The ongoing sex scandals in the military demonstrates the failure of our culture's obsession with policies and training. Clearly, something has gone terribly wrong when persons charged with handling reports of rape and abuse are themselves accused of the same offenses and crimes.
The response, oddly enough, is to engage in further training and new policies--better training! Newer policies! Yet how long will we go on with this, before we admit that these approaches themselves are failing? Will further education truly change people's attitudes toward sexual violence?
It's hard not to think of Stanley Hauerwas here and his contention that modern, Enlightenment, universalizing thinking is what is to blame. Timeless universals don't save, and workshops and training don't really change people. Policies can, oddly enough, enable further abuse by providing a way around these offenses.

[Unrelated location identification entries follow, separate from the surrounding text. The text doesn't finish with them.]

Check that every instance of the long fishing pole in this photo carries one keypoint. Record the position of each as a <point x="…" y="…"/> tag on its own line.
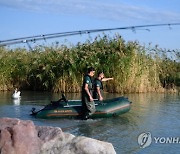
<point x="63" y="34"/>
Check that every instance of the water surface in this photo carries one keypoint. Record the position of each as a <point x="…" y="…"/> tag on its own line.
<point x="152" y="112"/>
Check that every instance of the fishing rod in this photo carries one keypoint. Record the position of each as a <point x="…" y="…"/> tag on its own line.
<point x="71" y="33"/>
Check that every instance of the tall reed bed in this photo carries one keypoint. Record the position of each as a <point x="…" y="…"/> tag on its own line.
<point x="135" y="68"/>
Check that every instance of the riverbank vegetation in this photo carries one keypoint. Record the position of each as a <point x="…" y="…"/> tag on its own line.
<point x="135" y="68"/>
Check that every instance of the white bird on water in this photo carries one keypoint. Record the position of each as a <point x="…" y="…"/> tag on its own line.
<point x="16" y="94"/>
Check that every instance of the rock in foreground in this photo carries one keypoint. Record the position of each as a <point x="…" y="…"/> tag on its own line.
<point x="23" y="137"/>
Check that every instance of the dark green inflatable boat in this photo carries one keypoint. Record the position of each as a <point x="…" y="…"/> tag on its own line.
<point x="73" y="109"/>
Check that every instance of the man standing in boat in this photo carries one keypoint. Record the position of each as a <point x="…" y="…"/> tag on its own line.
<point x="98" y="86"/>
<point x="88" y="105"/>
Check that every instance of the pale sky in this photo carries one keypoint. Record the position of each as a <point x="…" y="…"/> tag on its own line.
<point x="20" y="18"/>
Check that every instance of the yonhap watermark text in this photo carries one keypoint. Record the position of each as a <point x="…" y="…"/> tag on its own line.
<point x="145" y="140"/>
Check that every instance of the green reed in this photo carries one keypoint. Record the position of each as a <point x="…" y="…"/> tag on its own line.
<point x="135" y="68"/>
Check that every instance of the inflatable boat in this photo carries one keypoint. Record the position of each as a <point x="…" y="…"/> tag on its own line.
<point x="64" y="108"/>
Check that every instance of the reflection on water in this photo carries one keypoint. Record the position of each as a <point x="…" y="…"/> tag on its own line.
<point x="155" y="113"/>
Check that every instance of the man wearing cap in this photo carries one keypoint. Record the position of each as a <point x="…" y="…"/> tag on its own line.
<point x="98" y="86"/>
<point x="88" y="105"/>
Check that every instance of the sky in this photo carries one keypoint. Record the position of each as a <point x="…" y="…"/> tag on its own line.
<point x="20" y="18"/>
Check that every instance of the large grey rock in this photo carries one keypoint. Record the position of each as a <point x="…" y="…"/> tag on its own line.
<point x="23" y="137"/>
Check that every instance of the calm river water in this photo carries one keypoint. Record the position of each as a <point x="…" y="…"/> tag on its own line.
<point x="155" y="114"/>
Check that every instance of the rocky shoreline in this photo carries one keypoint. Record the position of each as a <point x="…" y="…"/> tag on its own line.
<point x="23" y="137"/>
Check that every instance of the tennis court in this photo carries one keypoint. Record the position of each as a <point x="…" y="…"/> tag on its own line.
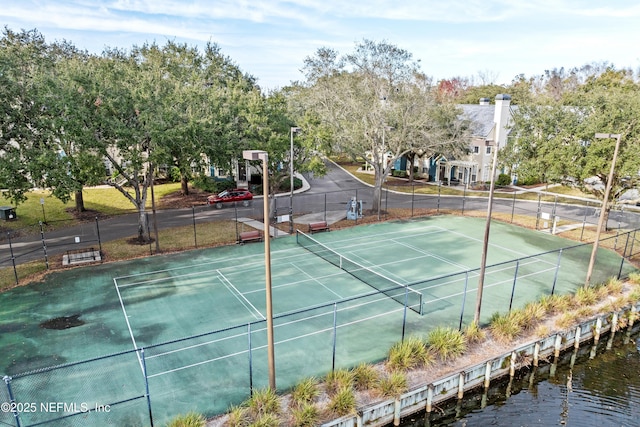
<point x="339" y="298"/>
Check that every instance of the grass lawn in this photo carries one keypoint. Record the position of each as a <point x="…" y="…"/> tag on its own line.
<point x="42" y="206"/>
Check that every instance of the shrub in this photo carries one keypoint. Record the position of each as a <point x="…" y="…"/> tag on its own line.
<point x="343" y="401"/>
<point x="406" y="354"/>
<point x="306" y="415"/>
<point x="305" y="392"/>
<point x="393" y="385"/>
<point x="191" y="419"/>
<point x="446" y="342"/>
<point x="364" y="376"/>
<point x="264" y="401"/>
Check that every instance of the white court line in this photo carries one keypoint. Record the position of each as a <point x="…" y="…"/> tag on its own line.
<point x="408" y="233"/>
<point x="226" y="356"/>
<point x="239" y="295"/>
<point x="126" y="319"/>
<point x="489" y="285"/>
<point x="316" y="280"/>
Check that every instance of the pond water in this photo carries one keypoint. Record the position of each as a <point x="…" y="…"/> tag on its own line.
<point x="595" y="386"/>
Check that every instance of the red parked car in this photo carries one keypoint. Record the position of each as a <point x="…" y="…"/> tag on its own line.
<point x="234" y="195"/>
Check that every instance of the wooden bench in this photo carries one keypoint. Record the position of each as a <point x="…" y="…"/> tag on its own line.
<point x="250" y="236"/>
<point x="77" y="256"/>
<point x="314" y="227"/>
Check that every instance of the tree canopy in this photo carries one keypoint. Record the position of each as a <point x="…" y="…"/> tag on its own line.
<point x="378" y="106"/>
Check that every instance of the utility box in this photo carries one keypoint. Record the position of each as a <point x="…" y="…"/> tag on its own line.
<point x="8" y="213"/>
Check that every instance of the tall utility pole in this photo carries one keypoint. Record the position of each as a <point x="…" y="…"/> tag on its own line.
<point x="264" y="156"/>
<point x="485" y="242"/>
<point x="605" y="202"/>
<point x="293" y="130"/>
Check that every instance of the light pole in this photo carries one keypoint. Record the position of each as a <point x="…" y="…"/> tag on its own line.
<point x="293" y="130"/>
<point x="264" y="156"/>
<point x="383" y="163"/>
<point x="605" y="202"/>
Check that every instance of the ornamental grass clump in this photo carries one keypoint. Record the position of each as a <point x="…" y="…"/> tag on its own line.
<point x="343" y="401"/>
<point x="364" y="376"/>
<point x="407" y="354"/>
<point x="264" y="401"/>
<point x="446" y="343"/>
<point x="554" y="304"/>
<point x="505" y="327"/>
<point x="586" y="296"/>
<point x="305" y="392"/>
<point x="192" y="419"/>
<point x="306" y="415"/>
<point x="474" y="333"/>
<point x="337" y="380"/>
<point x="393" y="385"/>
<point x="614" y="286"/>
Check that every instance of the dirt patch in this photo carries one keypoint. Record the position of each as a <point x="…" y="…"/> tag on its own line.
<point x="63" y="322"/>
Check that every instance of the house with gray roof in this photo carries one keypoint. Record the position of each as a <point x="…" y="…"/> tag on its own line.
<point x="490" y="131"/>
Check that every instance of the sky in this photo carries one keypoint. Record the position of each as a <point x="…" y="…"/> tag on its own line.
<point x="488" y="41"/>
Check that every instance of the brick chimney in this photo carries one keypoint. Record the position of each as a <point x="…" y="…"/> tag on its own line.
<point x="501" y="118"/>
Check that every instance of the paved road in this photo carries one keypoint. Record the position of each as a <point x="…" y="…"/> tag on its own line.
<point x="327" y="194"/>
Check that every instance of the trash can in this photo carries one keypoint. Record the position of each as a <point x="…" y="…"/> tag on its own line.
<point x="8" y="213"/>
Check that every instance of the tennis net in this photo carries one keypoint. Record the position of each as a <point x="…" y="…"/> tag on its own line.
<point x="389" y="287"/>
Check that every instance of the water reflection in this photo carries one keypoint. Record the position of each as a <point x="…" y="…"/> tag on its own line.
<point x="593" y="386"/>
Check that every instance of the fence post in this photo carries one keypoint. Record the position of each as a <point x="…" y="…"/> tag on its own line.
<point x="325" y="206"/>
<point x="538" y="213"/>
<point x="555" y="276"/>
<point x="335" y="336"/>
<point x="195" y="232"/>
<point x="13" y="258"/>
<point x="146" y="384"/>
<point x="553" y="214"/>
<point x="12" y="401"/>
<point x="44" y="245"/>
<point x="250" y="360"/>
<point x="633" y="240"/>
<point x="386" y="204"/>
<point x="413" y="195"/>
<point x="148" y="233"/>
<point x="404" y="313"/>
<point x="513" y="288"/>
<point x="464" y="198"/>
<point x="584" y="220"/>
<point x="464" y="298"/>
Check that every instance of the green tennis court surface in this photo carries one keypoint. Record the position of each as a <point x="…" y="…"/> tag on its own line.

What truly changes people is specifics: character, culture, contexts, and particularities, and especially a community of right action. Religious communities can function in this manner. Although religion has, sadly enough, engendered further abuses, it has also provided a potent way of changing people's attitudes and actions. It can be a particularity that shapes and transforms people in deep ways. For example, if Christians were to agree to never commit sexual violence precisely because they are Christians (transposing one of Hauerwas' arguments about war and violence), it would accomplish much more than further sensitivity training and renewed policies.
Only the context of a strong community and a deeply formed character – what former eras would have called virtue – will truly change people's hearts and actions.